All this is backed by the Canadian government. Prime Minister Justin Trudeau made a recent Freudian slip at a talk when he said, “Canada is a major oil and gas producing company — uh, country.” He could have added mining to that, too. Over half the world’s publicly traded mining companies are listed in Canada, and the industry is a significant part of the economy. Protecting Canadian resource imperialism is a big focus of the country’s foreign policy and, unsurprisingly, attempts to stop abuse are half-hearted at best. In its last term, the Trudeau government created a corporate watchdog to monitor Canadian mining practices, the Canada Ombudsperson for Responsible Enterprise (CORE), but rather than acting as a check on mining companies, CORE has won praise from them while receiving criticism from activists and NGOs for its lack of effectiveness.

KYRGSOC is supportive of the nationalization of Kumtor. It initially believed Japarov wouldn’t follow through with this promise, and hasn’t been enthusiastic about the context in which it was ultimately carried out. At the same time as the nationalization, the Japarov government has also been selling off state assets, including communications and energy infrastructure, under the justification that “the private sector is a more effective manager than the state.” While using the popular issue of the Kumtor mine to energize supporters, Japarov does what all good neoliberals do and promotes private ownership as the solution to state corruption and mismanagement, rather than genuinely reforming the public realm.

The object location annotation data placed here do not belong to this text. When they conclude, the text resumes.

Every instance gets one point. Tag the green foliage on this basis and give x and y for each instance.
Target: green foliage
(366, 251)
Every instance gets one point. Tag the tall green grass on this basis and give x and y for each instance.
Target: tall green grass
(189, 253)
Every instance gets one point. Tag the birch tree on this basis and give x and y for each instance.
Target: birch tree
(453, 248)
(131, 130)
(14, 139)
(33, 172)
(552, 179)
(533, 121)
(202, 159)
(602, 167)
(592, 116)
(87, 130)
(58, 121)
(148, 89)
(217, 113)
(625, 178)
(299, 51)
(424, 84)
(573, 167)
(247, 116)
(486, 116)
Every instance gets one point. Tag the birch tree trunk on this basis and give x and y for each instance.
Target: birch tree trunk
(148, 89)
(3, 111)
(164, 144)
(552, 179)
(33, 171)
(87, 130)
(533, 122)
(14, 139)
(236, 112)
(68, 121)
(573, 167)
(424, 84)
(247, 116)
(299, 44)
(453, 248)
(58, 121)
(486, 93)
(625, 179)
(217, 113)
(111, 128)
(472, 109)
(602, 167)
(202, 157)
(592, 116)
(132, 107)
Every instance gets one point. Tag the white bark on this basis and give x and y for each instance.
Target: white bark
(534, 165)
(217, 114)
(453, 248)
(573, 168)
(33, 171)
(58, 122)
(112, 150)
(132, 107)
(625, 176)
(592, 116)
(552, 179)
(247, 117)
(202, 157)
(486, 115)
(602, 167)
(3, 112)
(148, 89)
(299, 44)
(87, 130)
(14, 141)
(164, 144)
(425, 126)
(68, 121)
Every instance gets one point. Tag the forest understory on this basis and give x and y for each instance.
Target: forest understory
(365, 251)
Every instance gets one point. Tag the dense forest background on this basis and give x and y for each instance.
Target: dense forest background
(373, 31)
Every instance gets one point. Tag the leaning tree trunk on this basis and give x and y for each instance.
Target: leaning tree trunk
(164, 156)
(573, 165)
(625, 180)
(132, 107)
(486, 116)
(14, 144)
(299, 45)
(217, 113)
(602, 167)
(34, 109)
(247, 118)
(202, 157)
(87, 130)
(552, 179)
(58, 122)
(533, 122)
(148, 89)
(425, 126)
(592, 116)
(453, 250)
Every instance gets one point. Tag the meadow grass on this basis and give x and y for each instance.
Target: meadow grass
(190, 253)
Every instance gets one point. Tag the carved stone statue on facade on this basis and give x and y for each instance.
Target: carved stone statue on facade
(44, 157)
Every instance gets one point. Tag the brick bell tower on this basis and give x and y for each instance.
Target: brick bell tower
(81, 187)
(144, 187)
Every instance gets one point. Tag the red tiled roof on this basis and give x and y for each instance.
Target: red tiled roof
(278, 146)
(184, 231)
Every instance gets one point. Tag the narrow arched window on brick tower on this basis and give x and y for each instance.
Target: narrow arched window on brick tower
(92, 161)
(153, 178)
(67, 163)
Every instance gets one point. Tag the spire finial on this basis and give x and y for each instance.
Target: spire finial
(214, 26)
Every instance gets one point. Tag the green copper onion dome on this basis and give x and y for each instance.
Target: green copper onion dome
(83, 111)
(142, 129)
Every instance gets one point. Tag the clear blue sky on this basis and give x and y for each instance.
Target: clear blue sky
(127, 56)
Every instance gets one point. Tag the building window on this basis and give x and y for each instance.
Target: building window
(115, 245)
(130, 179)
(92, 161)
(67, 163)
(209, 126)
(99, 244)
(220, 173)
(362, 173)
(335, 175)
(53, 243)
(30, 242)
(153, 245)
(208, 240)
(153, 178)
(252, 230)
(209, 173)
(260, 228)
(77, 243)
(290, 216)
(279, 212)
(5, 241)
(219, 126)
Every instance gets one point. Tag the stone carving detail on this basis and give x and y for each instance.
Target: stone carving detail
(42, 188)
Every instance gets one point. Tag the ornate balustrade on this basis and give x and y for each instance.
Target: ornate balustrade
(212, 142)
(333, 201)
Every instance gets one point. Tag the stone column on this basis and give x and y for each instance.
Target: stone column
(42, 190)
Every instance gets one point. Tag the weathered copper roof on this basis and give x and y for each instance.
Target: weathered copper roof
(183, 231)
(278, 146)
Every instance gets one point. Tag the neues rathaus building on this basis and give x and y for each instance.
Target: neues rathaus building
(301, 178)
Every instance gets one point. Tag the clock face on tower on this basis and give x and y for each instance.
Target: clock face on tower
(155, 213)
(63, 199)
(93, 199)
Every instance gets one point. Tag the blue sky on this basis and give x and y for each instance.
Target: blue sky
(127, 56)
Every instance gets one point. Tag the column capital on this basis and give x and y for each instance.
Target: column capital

The Kyrgyz left faces an immense challenge in trying to change the country. But there’s no reason to be entirely pessimistic. The 2020 protests show that people are still capable of mobilizing in the streets and that politicians can be held to account by means other than the ballot box. Recent years have seen an upsurge of social unrest in countries like Lebanon and Chile, where neoliberalism has also run rampant for decades.

There is clearly discontent in Kyrgyzstan — and right now it’s being channeled into Sadyr Japarov’s promise to sweep away the old, corrupt political class. But under other conditions it could be channeled differently. The project for socialists will be to continue to organize and disseminate information at the ground level to plant the seeds of change. As the KYRGSOC manifesto concludes, “We affirm that the history of a truly free Kyrgyzstan is a socialist history. It’s time to continue it!”